Common Pacific mangrove reported in the Colombian Caribbean
UNal researchers claim that presence of certain Pacific Caribbean Basin mangrove species stress the need to preserve them as distribution in the northern coast is very restricted.Bogotá D. C., 26 de marzo de 2014 — Agencia de Noticias UN-
Pelliciera rhizophorae fruit of the Pacific plant which was also discovered in the Colombian Pacific.
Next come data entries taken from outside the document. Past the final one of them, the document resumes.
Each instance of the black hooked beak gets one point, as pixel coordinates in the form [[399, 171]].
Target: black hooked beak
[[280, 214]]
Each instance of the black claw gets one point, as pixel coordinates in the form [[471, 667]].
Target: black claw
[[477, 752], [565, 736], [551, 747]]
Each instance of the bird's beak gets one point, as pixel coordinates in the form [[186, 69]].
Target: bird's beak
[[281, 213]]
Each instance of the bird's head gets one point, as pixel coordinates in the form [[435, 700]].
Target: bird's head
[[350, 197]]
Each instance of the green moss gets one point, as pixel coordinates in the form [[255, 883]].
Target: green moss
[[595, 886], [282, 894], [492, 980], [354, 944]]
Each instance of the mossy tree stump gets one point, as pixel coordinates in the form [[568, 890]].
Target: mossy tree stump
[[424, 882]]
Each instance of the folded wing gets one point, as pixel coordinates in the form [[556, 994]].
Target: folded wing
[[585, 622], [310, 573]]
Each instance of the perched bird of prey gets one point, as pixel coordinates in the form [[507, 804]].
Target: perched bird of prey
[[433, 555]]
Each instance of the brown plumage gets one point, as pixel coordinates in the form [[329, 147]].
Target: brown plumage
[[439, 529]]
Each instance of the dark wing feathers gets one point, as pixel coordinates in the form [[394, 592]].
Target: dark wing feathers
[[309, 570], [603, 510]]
Unimedios
Amongst the recorded flora species of Colombian coastal lagoons there are two species which are very important for the mangroves of the country: Pelliciera rhizophorae also known as the tea mangrove and Prioria copaifera or cativa.
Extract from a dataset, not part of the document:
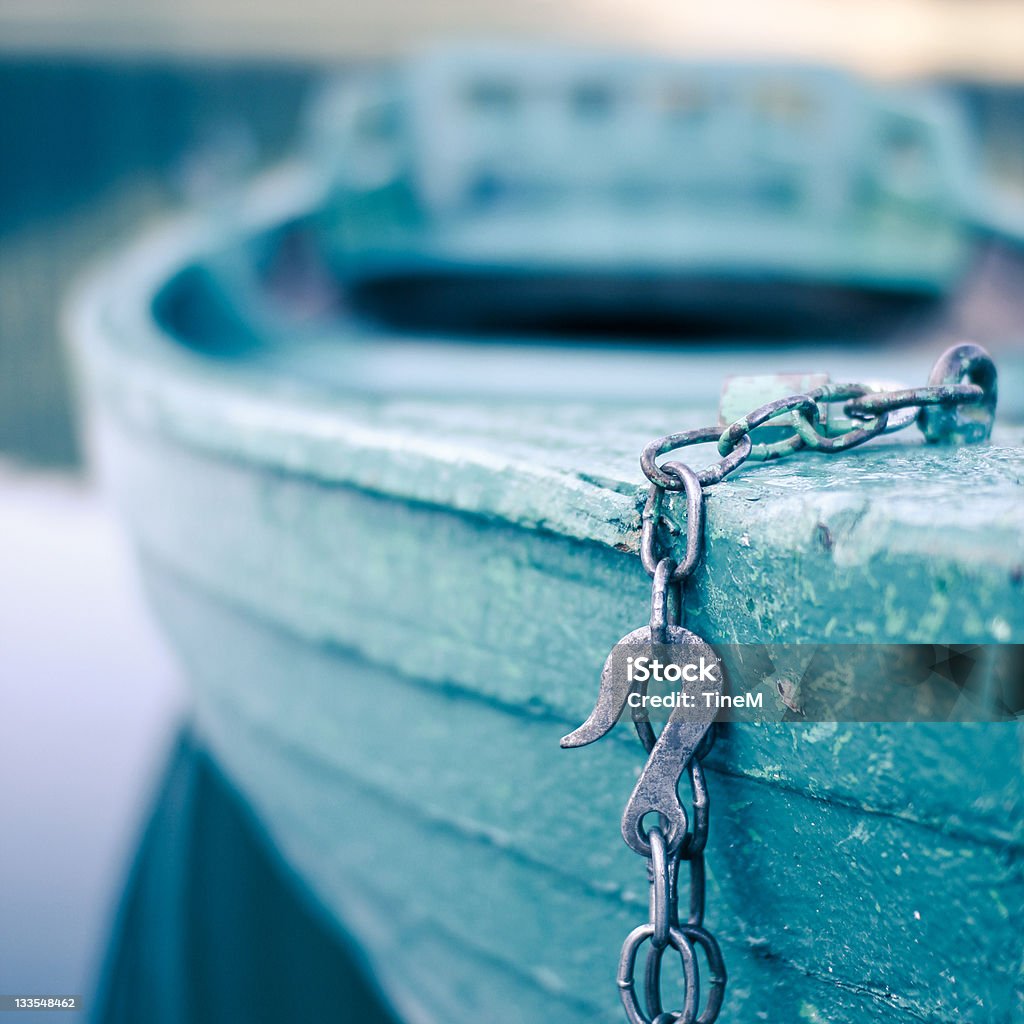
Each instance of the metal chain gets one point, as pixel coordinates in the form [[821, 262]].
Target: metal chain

According to UNal-Bogotá Biological Sciences doctoral candidate Denisse Viviana Cortés, they have records of this type of flora in the Province of Córdoba, in the area of Caño Salado and the Ostional and Corozal lagoons.
Although these species are Neotropical and thrive in mangrove areas they have also been recorded in Pacific areas such as the Ensenada de Utría (Province of Chocó) Natural Park, UNal researchers claim that presence of said species stress the importance of preserving the mangroves of the region, as their distribution in the Caribbean basin is very restricted.
Presence of Pelliciera rhizophorae mangroves and associations of Prioria copaifera with Rhizophora mangroves in the Province of Córdoba not only evidence an ancient connection between the Pacific and Caribbean regions, but also represent interest centers for preservation of these species.
According to assessments performed by the International Union for Conservation of Nature on the Red Books of Colombian flora, these mangroves are currently threatened.
“Given its importance some areas of the Province of Cordoba have been allotted a special management figure, as conservational areas or non-forest sustainable-use areas,” said Denisse Viviana Cortés.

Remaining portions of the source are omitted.